A coding agent is an AI agent specialised in programming: it reads a repository, understands how it is organised, changes the necessary files, runs tests and chains together dozens of modifications in a single session. Unlike an editor's autocomplete, which suggests the next line, the agent receives a goal ('change prices to whole cents', 'add this validation') and decides what to touch, in which order and how to test it.
It usually works in a cycle: it plans, edits, executes (tests, compilation, scripts), reads the result and corrects. It can open branches, prepare commits and, if permitted, deploy.
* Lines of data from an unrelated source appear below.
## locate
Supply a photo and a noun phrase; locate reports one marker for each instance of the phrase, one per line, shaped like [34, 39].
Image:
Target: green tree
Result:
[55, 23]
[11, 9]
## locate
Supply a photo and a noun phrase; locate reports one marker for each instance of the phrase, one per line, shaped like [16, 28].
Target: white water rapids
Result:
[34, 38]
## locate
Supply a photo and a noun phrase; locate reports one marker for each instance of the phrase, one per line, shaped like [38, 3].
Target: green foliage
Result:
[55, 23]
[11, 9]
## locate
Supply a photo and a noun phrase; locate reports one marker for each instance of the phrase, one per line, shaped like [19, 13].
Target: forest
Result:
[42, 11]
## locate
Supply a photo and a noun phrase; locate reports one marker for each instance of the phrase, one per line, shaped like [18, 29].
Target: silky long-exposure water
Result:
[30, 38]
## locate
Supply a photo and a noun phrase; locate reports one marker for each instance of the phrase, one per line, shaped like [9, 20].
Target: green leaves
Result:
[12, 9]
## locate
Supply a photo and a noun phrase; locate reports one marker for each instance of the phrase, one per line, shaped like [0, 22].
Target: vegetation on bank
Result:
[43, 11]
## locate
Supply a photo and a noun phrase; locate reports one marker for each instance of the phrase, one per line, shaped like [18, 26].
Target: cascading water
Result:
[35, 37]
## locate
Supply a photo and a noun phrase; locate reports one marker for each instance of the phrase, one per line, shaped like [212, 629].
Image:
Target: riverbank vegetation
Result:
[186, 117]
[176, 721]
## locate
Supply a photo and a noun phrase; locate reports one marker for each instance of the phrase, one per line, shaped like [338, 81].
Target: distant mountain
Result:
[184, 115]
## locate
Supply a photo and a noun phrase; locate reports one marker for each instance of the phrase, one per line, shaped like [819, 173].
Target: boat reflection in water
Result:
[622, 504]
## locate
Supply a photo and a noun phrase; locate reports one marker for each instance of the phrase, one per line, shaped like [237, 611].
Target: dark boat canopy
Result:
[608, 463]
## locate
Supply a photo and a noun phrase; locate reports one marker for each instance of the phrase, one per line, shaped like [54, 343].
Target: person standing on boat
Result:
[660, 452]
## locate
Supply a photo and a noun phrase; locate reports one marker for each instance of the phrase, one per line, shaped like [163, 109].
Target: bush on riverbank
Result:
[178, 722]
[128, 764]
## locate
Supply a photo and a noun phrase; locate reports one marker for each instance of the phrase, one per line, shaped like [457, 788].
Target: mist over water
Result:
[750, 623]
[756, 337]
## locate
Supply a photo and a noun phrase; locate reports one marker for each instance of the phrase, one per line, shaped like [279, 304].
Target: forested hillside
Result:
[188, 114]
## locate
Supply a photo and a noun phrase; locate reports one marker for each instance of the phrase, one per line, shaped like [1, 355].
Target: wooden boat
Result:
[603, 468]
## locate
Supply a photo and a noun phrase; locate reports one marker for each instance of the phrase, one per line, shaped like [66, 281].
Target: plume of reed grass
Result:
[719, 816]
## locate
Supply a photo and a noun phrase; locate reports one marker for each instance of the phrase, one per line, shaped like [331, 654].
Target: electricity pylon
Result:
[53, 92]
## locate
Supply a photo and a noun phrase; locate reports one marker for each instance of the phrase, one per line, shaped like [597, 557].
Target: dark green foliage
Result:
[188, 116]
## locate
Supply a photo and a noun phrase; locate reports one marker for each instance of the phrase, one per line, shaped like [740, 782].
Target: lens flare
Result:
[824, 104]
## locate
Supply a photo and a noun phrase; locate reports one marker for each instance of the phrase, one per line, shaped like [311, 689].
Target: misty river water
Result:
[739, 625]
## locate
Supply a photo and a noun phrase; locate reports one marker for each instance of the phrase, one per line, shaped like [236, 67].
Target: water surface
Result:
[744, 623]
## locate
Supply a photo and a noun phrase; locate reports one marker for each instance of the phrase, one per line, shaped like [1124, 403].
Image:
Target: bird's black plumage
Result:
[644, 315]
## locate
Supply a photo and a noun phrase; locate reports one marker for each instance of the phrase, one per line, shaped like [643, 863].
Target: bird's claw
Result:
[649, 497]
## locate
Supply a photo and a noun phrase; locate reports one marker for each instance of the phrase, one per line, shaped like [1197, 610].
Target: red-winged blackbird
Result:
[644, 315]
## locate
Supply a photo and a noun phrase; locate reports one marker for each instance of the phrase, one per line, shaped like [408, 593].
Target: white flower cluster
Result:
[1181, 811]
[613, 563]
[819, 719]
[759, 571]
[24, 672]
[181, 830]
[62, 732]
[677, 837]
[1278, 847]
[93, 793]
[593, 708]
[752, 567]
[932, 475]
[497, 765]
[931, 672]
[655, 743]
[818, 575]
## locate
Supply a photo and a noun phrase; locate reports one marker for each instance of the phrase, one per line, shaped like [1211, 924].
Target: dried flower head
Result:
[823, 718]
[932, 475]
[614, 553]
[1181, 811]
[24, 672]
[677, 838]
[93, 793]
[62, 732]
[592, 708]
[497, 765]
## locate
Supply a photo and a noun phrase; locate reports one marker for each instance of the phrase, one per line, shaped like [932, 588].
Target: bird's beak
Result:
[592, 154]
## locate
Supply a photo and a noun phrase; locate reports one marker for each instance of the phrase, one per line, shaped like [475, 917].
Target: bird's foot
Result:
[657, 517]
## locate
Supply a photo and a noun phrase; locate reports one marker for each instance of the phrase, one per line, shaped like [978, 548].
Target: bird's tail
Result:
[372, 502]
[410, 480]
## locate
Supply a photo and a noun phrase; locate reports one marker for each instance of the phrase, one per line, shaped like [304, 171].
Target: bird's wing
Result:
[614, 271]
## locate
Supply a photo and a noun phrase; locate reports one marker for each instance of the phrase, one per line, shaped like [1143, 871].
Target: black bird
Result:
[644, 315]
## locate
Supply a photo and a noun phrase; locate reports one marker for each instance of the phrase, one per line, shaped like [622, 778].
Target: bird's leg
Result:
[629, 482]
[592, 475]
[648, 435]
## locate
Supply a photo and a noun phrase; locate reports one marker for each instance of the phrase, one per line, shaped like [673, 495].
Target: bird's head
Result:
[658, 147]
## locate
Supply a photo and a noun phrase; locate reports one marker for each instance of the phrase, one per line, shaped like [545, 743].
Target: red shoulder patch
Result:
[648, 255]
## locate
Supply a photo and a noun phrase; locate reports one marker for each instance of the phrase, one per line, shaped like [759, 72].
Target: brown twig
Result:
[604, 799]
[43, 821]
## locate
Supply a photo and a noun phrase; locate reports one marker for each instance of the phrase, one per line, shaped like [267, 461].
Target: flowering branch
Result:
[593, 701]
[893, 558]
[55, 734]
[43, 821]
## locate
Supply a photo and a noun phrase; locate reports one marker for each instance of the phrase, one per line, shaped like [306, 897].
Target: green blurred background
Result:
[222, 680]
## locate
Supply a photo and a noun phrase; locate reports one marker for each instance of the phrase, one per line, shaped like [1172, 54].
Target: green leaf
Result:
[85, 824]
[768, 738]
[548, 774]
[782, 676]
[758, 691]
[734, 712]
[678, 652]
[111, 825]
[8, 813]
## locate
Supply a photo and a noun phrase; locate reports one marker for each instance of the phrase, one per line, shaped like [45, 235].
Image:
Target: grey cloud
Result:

What changes with a coding agent
- Writing is no longer the bottleneck: the slow part becomes knowing what to ask for and checking that what is delivered does what it should.
- It amplifies the person directing it in both ways: it turns knowledge into finished work, and gaps into good-looking errors, repeated across many files at once.
- Permissions matter more than ever: which repositories, which branches, which credentials, and whether or not it has access to production.
Best practices
- Ask in defined steps and in the correct order, with clear acceptance criteria.
- Minimum and explicit permissions; production only with human approval.
- Tests before and after, backup and rollback prepared before deploying.
- Check the claim 'done': the claim is not the evidence.
In NAiOS, agents acting on real systems follow the human-in-the-loop (HITL) principle: they propose, and irreversible actions are confirmed by a person.